A newspaper in Canada published a couple of interesting articles this weekend about a story that won’t go away – the disappearance of passengers and crewmembers from cruise ships.
The Star newspaper published Families Search for Cruise Ship Passengers Lost at Sea which discusses the circumstances surrounding the disappearances of Canadian citizen Fariba Amani who vanished from the Celebration cruise ship as it was returning to Florida from the Bahamas. Ms. Amani was cruising with her boyfriend, in what is described as a difficult relationship, who could offer no explanation for his girlfriend’s disappearance at sea in the middle of the night.
The article also mentions the plight of Son Michael Pham, from Seattle, whose parents disappeared from a Carnival cruise ship in the Caribbean. Hue Pham, 71, and his wife, Hue Tran, 67, had been married 49 years and were with their daughter and granddaughter when they disappeared from the Carnival Cruise Line ship Destiny in 2005.

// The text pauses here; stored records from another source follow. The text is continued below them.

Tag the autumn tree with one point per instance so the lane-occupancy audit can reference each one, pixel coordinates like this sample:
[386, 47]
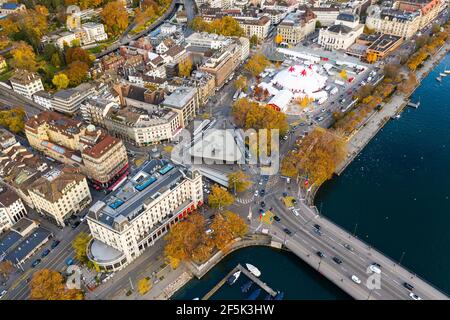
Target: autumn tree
[185, 68]
[220, 197]
[79, 245]
[50, 285]
[23, 57]
[77, 72]
[241, 83]
[256, 64]
[239, 181]
[115, 17]
[317, 157]
[144, 286]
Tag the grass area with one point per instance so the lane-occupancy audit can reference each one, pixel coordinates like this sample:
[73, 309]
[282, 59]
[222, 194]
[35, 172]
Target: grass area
[289, 201]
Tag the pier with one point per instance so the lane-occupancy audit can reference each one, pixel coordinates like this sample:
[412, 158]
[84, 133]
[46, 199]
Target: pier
[247, 273]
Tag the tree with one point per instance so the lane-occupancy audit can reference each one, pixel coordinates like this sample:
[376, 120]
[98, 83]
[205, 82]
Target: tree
[79, 245]
[23, 57]
[185, 68]
[239, 181]
[50, 285]
[115, 17]
[6, 267]
[77, 72]
[219, 197]
[144, 286]
[241, 83]
[254, 40]
[256, 64]
[318, 155]
[61, 81]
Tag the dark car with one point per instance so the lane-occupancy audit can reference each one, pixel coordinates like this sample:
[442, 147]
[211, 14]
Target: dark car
[55, 244]
[35, 263]
[337, 260]
[45, 253]
[75, 224]
[408, 286]
[320, 254]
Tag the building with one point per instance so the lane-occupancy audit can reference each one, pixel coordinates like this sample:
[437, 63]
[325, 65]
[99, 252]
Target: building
[7, 139]
[342, 34]
[26, 83]
[12, 208]
[141, 211]
[185, 102]
[99, 156]
[60, 193]
[296, 26]
[392, 21]
[258, 26]
[139, 126]
[222, 63]
[11, 7]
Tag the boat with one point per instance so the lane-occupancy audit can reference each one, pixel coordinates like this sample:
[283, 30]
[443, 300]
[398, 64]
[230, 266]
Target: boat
[232, 279]
[279, 296]
[254, 294]
[246, 286]
[268, 297]
[254, 270]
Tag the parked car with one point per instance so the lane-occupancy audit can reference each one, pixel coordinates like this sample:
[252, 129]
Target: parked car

The article also touches upon the story of a woman, Arlene Pretty, who was drugged during a cruise aboard a Celebrity Cruises ship. By the time she returned to her cabin, she was staggering. Within minutes her legs went numb and she couldn’t breathe. She was rushed to sick bay, where she was stabilized and where blood and urine samples were taken from her.

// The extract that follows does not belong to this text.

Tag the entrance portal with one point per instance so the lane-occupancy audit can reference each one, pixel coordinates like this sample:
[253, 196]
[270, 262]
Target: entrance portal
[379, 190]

“The FBI refused on two requests to take the blood and urine samples and have them tested,” she says. “My samples are still on the ship, going to the Caribbean every 14 days, or they probably just got rid of them . . . What happened to me was absolute hell,” says Pretty, who has been on 19 cruises. “I thought I was going to die."
The Star newspaper also published another article The Mystery Surrounding Two Cruise Ship Deaths.
Merrian Carver disappeared while cruising on the Celebrity Mercury cruise ship. "Security on board these vessels is severely lacking," Kendall Carver, president of International Cruise Victims, is quoted as saying. His daughter, Merrian, went missing on a cruise ship sailing from Vancouver to Alaska in 2004, when she was 40. Celebrity thereafter engaged in a cover up of the disappearance.
The other disappearance mentioned in the article involved George Smith, who vanished from Royal Caribbean’s Brilliance of the Sea cruise ship in the Mediterranean in July 2005. The Smith family and their counsel in Connecticut are continuing to search for answers.
All of the stories contain common themes – indifference of the FBI, lack of cooperation by the cruise lines and families who continue to search for answers against all odds.